L’inexorable évolution d’internet et des technologies numériques donne au quidam le moyen d’écrire et de s’auto-publier. Prendre des photos, les stocker et les donner à voir facilement. Même histoire concernant la vidéo, le son et désormais la diffusion en live. Tout ce processus s’aligne dans une convergence qui n’est rendu possible que par une soudaine accessibilité de la technique (ordinateur personnel, appareil photo numérique, base de donnée et PHP) et apparition de nouvelles pratiques (internet “participatif”, réseaux sociaux, YouTube).

Et tout ce processus ne peut exister que par l’industrialisation et la miniaturisation des transistors de la Silicon valley, que l’on nomme déjà processeurs.

Dans l’article de Stroïka, l’auteur déplore une époque où les Beatles faisaient d’abord de la musique avant de “marchander des contenus”. Je reviendrai plus tard sur la critique de l’industrie culturelle. Toujours est-il que pour s’acheter une guitare, répéter dans un garage (toujours le mythe du garage…) puis tourner dans des clubs à Hamburg, il aura fallu que les 4 garçons s’appuient sur une convergence de techniques et de pratiques propres à l’époque : industrialisation de la production d’instruments, généralisation de la radio dans les foyers, développement de la culture rock qui n’est rien d’autre que le résultat de la démocratisation des moyens de production de musique. La musique en occident n’est plus réservée à une élite éduquée (historiens de la musique qui passez par là, navré de la caricature, je comprends que ce soit « un peu plus compliqué que cela »). La manière dont Harrison gratte ses cordes vient remettre en cause tous l’héritage de la guitare folk.

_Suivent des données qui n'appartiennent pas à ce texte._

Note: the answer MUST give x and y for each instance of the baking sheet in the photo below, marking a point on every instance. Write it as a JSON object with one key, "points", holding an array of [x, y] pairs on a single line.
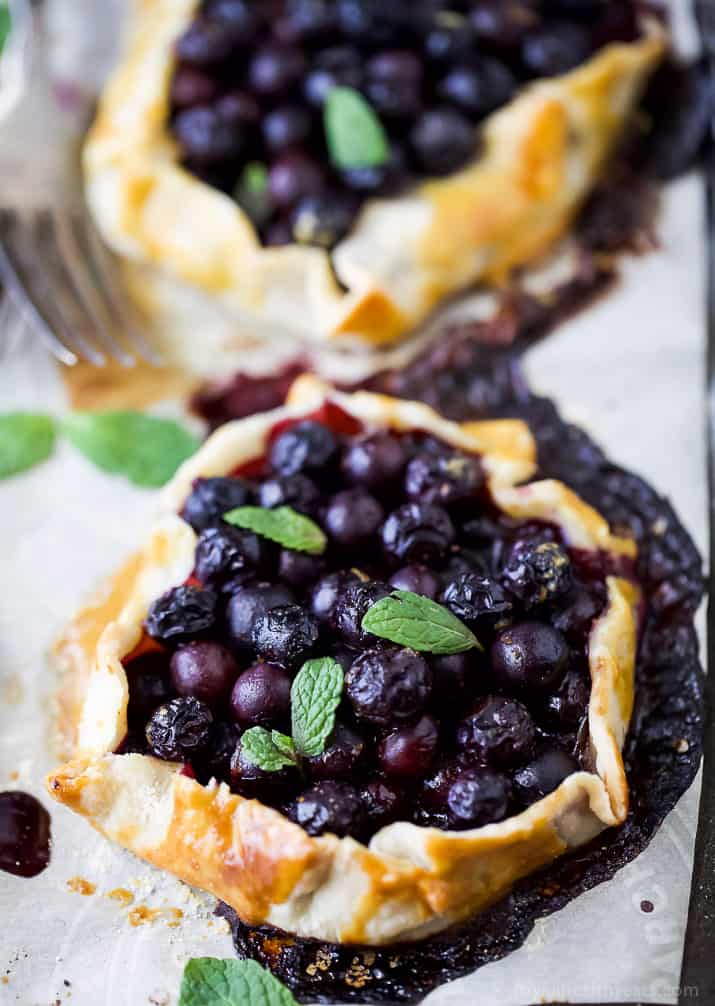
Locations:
{"points": [[632, 370]]}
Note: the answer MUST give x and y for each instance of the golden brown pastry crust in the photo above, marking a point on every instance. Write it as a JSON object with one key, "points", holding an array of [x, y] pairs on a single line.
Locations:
{"points": [[409, 881], [541, 155]]}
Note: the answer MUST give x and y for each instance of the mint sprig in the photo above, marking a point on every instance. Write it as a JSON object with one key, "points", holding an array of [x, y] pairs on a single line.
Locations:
{"points": [[26, 439], [269, 749], [145, 449], [353, 133], [284, 525], [315, 697], [208, 981], [411, 620]]}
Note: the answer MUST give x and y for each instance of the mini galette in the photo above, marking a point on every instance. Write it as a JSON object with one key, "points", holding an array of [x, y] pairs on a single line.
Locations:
{"points": [[334, 169], [363, 676]]}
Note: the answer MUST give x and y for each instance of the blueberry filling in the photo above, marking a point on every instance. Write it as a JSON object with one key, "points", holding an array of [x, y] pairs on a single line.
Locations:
{"points": [[251, 82], [447, 739]]}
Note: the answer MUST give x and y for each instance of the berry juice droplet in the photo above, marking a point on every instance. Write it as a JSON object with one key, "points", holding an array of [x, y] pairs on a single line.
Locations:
{"points": [[24, 834]]}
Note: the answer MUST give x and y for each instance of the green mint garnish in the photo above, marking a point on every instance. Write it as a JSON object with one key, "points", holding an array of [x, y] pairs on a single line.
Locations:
{"points": [[411, 620], [284, 525], [210, 982], [315, 697], [269, 749], [26, 439], [354, 134], [145, 449]]}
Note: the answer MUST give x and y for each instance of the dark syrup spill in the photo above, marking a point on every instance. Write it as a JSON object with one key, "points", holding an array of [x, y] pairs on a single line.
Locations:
{"points": [[24, 834]]}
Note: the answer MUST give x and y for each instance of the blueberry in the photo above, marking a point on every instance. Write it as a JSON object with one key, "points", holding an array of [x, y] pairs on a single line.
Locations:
{"points": [[477, 600], [203, 669], [285, 635], [408, 751], [417, 578], [352, 607], [478, 797], [543, 775], [442, 140], [328, 592], [530, 654], [211, 498], [498, 730], [296, 491], [206, 137], [374, 461], [537, 573], [179, 729], [299, 568], [275, 69], [287, 127], [480, 89], [330, 807], [556, 48], [388, 685], [353, 517], [228, 556], [307, 447], [343, 753], [417, 532], [181, 613], [247, 604], [261, 696], [323, 219]]}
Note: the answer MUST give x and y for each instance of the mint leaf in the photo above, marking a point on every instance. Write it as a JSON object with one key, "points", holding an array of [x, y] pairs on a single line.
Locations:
{"points": [[284, 525], [411, 620], [270, 750], [26, 439], [354, 134], [315, 697], [145, 449], [210, 982]]}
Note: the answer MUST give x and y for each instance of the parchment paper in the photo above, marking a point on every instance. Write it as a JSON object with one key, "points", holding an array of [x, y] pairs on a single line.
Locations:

« Il faut plutôt voir ça comme une évolution »

Quelle réelle différence, si ce n’est l’époque, avec deux autres mythes musicaux nés d’internet : Arctic Monkeys et Justin Bieber ? Avec Myspace pour les premiers et YouTube pour le second ? Aucune, le processus est le même : passer de l’amateur au professionnel, prendre des raccourcis, s’approprier le sens de l’epoque grâce à la démocratisation des moyens de production.

Ce qui nous amène, vous l’aurez compris, à l’influenceur, l’amateur sacré, le roi du contenu.

Nostalgie du vieux monde, mépris des nouvelles formes de création

J’ai bientôt terminé, c’est l’avant-dernier point. Mais c’est ce point qui m’a le plus chagriné dans ce papier écrit pourtant par quelqu’un qui semble avoir mon âge. Voici le passage en question :

Et voilà l’homme-sandwich devenu le dream job de la « génération Z ». Si, dans le cas des influenceurs, on ne peut parler que de contenu, c’est à cause de l’indistinction qui se trouve à la racine de leur production. L’œuvre de l’esprit et la publicité, l’intention créative et l’intention mercantile, sont impossibles à démêler les unes des autres.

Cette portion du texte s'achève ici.